Moderate (“Conscious”) Sedation: Involves the administration of medication with or without analgesia to achieve a state of depressed consciousness while maintaining the individual's ability to respond to stimulation. Moderate (“conscious”) sedation is administered by the surgeon or physician performing the procedure or an independent trained practitioner for the purpose of assisting the physician in monitoring the individual's level of consciousness and physiological status. It includes pre- and post-sedation evaluations, administration of the sedation and monitoring of the cardiorespiratory function. Cardiorespiratory functions monitored include heart rate, blood pressure and oxygen level.

Monitored Anesthesia Care (MAC): MAC was developed in response to the shift to providing more surgical and diagnostic services in an ambulatory, outpatient or office setting without the use of the traditional general anesthetic. Accompanying this, there has been a change in the provision of anesthesia services from the traditional general anesthetic to a combination of local, regional and certain consciousness altering drugs. This type of anesthesia is referred to as MAC if directly provided by anesthesia personnel. Based on the American Society of Anesthesiologists' (ASA) standards for monitoring, MAC should be provided by qualified anesthesia personnel (anesthesiologists or qualified anesthetists such as certified registered nurse anesthetists). These individuals must be continuously present to monitor and provide anesthesia care.

As described by the ASA’s Position on Monitored Anesthesia Care (2013):

Monitored anesthesia care is a specific anesthesia service for a diagnostic or therapeutic procedure. Indications for monitored anesthesia care include the nature of the procedure, the patient’s clinical condition or the potential need to convert to a general or regional anesthetic.

Monitored anesthesia care includes all aspects of anesthesia care – a preprocedure visit, intraprocedure care and postprocedure anesthesia management. During monitored anesthesia care, the anesthesiologist provides or medically directs a number of specific services, including but not limited to:

Monitored anesthesia care may include varying levels of sedation, analgesia, and anxiolysis as necessary. The provider of monitored anesthesia care must be prepared and qualified to convert to general anesthesia when necessary. If the patient loses consciousness and the ability to respond purposefully, the anesthesia care is a general anesthetic, irrespective of whether airway instrumentation is required.

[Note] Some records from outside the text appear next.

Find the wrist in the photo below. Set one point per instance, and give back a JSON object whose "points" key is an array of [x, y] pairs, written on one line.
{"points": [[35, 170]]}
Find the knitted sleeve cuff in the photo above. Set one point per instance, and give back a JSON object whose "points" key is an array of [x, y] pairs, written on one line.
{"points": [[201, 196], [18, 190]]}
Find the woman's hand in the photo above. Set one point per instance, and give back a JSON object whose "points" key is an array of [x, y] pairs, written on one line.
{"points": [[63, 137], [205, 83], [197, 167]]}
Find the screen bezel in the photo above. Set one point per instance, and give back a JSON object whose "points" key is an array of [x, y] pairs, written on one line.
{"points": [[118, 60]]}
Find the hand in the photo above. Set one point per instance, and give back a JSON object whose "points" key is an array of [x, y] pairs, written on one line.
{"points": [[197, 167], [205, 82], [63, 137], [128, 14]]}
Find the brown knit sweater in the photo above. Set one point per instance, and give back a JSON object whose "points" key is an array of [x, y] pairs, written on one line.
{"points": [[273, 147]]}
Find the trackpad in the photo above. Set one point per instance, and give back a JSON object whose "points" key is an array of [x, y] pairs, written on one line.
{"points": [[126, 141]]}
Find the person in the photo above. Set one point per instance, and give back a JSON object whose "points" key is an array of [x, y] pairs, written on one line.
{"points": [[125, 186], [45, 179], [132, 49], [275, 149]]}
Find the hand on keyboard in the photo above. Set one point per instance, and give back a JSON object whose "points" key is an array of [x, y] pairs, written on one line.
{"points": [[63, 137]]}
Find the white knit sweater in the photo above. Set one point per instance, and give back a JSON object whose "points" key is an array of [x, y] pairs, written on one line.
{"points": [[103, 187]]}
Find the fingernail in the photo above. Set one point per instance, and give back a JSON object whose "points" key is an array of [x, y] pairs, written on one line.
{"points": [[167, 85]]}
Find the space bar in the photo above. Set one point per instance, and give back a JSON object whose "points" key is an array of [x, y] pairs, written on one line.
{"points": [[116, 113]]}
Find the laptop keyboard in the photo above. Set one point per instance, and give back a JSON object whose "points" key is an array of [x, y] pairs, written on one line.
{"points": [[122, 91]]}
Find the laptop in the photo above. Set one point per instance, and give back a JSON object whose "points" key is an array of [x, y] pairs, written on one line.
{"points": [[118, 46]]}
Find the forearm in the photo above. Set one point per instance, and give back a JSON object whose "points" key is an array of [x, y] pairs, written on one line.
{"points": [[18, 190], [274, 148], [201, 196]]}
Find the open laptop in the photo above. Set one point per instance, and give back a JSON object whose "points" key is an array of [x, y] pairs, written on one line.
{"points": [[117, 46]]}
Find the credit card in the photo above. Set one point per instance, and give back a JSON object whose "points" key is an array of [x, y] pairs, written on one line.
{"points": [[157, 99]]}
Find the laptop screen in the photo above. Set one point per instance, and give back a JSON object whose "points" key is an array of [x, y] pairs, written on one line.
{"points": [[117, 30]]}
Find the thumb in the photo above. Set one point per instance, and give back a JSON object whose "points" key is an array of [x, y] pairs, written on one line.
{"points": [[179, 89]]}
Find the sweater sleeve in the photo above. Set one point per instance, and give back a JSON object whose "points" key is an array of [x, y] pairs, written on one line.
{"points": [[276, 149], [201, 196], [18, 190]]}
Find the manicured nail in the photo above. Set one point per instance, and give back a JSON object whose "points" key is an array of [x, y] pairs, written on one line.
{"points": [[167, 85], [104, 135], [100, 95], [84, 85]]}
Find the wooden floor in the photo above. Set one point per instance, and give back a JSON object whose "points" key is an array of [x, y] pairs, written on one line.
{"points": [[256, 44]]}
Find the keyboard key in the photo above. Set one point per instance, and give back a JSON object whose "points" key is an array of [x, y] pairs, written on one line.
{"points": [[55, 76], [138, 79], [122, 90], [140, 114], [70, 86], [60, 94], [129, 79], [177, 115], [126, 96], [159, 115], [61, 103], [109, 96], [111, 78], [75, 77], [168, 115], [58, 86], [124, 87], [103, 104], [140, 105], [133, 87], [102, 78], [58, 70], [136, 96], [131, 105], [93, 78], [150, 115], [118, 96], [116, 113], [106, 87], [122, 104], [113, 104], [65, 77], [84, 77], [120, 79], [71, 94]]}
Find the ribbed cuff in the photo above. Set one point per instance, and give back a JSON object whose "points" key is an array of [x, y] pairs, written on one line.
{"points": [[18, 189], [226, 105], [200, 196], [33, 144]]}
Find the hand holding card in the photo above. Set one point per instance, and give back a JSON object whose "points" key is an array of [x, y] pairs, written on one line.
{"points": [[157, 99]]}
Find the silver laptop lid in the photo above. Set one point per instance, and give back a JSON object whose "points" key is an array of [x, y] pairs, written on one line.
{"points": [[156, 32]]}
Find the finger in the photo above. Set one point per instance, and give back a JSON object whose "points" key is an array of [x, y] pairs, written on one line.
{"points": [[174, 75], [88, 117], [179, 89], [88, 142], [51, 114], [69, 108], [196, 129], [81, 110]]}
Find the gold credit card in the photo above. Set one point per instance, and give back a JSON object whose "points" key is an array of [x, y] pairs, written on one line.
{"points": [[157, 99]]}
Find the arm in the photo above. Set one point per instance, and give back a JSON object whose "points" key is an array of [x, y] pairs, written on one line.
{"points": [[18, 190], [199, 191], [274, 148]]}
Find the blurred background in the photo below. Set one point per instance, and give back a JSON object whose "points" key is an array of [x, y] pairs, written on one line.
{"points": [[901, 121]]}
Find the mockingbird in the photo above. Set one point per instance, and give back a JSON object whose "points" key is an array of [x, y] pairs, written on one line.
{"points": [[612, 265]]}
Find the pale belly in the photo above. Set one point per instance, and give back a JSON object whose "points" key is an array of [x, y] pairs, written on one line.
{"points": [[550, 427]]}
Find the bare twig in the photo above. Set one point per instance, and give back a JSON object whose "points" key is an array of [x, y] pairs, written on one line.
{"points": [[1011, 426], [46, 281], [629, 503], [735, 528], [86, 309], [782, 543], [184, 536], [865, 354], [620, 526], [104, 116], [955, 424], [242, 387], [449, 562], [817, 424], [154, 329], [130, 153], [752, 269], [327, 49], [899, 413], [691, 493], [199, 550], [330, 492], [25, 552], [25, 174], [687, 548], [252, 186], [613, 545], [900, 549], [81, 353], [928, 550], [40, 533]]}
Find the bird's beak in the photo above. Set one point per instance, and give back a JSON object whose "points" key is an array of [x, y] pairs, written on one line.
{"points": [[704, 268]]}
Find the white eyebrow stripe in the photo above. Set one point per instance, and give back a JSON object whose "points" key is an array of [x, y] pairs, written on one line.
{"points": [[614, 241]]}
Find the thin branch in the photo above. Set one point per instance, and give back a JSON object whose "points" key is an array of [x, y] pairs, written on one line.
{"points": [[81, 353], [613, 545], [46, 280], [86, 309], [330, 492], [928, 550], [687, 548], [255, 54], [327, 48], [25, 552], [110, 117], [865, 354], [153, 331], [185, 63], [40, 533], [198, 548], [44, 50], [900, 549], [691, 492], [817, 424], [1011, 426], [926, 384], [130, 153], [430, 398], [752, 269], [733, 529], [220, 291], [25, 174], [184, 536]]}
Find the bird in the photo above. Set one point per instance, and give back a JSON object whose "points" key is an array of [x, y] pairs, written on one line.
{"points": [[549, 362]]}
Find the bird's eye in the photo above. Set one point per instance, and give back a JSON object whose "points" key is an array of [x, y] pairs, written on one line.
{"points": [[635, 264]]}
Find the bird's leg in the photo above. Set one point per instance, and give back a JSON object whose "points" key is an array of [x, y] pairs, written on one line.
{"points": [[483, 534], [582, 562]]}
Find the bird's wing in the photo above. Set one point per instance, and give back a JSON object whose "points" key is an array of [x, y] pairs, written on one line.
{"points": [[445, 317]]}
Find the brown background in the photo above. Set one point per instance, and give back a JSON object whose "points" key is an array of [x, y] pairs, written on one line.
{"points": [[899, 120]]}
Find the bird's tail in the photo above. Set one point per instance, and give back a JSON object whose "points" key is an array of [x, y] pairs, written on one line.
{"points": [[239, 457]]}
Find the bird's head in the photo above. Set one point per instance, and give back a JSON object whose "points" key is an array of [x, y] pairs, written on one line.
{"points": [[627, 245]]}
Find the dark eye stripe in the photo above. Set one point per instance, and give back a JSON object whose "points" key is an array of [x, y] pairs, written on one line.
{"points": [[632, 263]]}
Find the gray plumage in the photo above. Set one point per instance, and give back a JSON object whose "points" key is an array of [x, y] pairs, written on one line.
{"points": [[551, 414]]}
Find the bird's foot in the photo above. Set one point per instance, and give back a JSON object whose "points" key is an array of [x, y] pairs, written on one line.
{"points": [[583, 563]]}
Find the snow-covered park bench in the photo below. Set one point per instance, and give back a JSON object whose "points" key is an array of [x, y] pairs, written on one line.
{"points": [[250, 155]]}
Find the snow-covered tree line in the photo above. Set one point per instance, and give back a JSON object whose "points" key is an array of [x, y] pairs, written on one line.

As described by the ASA’s Statement on Anesthetic Care During Interventional Pain Procedures for Adults (2016):

The use of moderate (conscious) sedation and/or anesthesia during the performance of pain procedures must be balanced with the potential risk of harm from doing pain procedures in sedated patients…Many patients can undergo interventional pain procedures without the need for supplemental sedation in addition to local anesthesia. For most patients who require supplemental sedation, the physician performing the interventional pain procedure(s) can provide moderate (conscious) sedation as part of the procedure. For a limited number of patients a second provider may be required to manage moderate or deep sedation or, in selected cases other anesthesia services. Examples of procedures that typically do not require sedation include but are not limited to epidural steroid injections, epidural blood patch, trigger point injections, injections into the shoulder, hip, knee, facet, and sacroiliac joints, and occipital nerve blocks.

Significant anxiety may be an indication for moderate (conscious) sedation or anesthesia services. In addition, procedures that require the patient to remain motionless for a prolonged period of time and/or remain in a painful position may require sedation or anesthesia services. Examples of such procedures include but are not limited to sympathetic blocks (celiac plexus, paravertebral and hypogastric), chemical or radiofrequency ablation, percutaneous discectomy, trial spinal cord stimulator lead placement, permanent spinal cord stimulator generator and lead implantation, and intrathecal pump implantation. Major nerve/plexus blocks are performed less often in the chronic pain clinic, but the Committee believes that these blocks may more commonly require moderate (conscious) sedation or anesthesia services (e.g., brachial plexus block, sciatic nerve block, and continuous catheter techniques). The Committee recognizes that pediatric patients may require sedation or anesthesia services for pain procedures because of age-related differences in the approach to this patient population.

Regional Anesthesia: Anesthesia that involves the use of local anesthetic solutions(s) to produce circumscribed areas of loss of sensation. This includes spinal, epidural, nerve, field and extremity blocks. Spinal and epidural anesthesia is produced by injection of local anesthetic solution near the spinal canal, which interrupts sensation from the legs or abdomen.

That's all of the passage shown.